Rivera has been mediocre at best in his two seasons roaming the sidelines, starting each season with a 2-8 record. His 7-3 record in the month of December does little to hide the fact that those games have been meaningless.
This is a Panthers team with too much talent to be out of the playoff picture by mid-November. Now, owner Jerry Richardson shows an acceptance of mediocrity by sticking with a coach who has done little to advance the franchise in a positive direction.
Even worse, Richardson has hampered any prospective general-manager candidates by forcing a head coach on them and leaving little wiggle room to create the roster they want.
Carolina will be short two draft picks in April (third and seventh round) and is sitting around $16 million over the salary cap. Sure, having Cam Newton at quarterback and talent on both sides of the ball will be intriguing, but the best bait the Panthers could have thrown out to GM candidates was the ability to pick a head coach.
Was bringing back Rivera the right call for Carolina?
Does anyone truly believe that Rivera is going to lead Carolina to a Super Bowl title? Richardson may, but the greater likelihood is that he did not want to pay off Rivera with two years left on his contract.
Which is a real shame because this offseason has featured a smorgasbord of great coaching options. Names like Jon Gruden, Chip Kelly, Andy Reid, Lovie Smith and Ken Whisenhunt all became available and could have all made an impact in Carolina.

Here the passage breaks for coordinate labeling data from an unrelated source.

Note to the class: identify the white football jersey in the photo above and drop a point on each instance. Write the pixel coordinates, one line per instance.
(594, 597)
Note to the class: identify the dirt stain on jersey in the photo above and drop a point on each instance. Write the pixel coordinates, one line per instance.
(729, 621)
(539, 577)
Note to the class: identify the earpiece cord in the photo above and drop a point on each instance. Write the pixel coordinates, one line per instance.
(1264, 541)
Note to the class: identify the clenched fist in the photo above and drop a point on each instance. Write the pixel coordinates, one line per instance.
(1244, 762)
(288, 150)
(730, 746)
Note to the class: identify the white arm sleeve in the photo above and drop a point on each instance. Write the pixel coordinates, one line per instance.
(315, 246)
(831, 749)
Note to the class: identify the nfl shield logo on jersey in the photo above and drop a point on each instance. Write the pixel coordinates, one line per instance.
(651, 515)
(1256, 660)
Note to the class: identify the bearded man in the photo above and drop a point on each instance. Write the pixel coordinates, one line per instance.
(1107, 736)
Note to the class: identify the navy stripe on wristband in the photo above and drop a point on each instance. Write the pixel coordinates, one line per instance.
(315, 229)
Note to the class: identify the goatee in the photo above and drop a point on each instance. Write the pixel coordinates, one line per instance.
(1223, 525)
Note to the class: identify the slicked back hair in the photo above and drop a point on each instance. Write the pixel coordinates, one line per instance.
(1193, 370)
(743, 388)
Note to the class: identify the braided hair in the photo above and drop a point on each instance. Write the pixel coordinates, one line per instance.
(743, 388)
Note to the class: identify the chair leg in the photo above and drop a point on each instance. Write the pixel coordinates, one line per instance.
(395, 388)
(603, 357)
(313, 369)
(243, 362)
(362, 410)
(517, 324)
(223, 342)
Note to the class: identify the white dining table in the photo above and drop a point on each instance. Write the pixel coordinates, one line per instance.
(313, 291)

Perhaps Rivera will be able to correct the mistakes he has made and turn the Panthers into a playoff contender. A quick start to the 2013 season would reverse any and all questions that will be thrown at Rivera's re-signing, but he has already been given a chance.
The NFL is a "what have you done for me lately" league, and Rivera has not done much. His leash will be short, and it will be tough for the locker room and the fanbase to rally behind him for another season.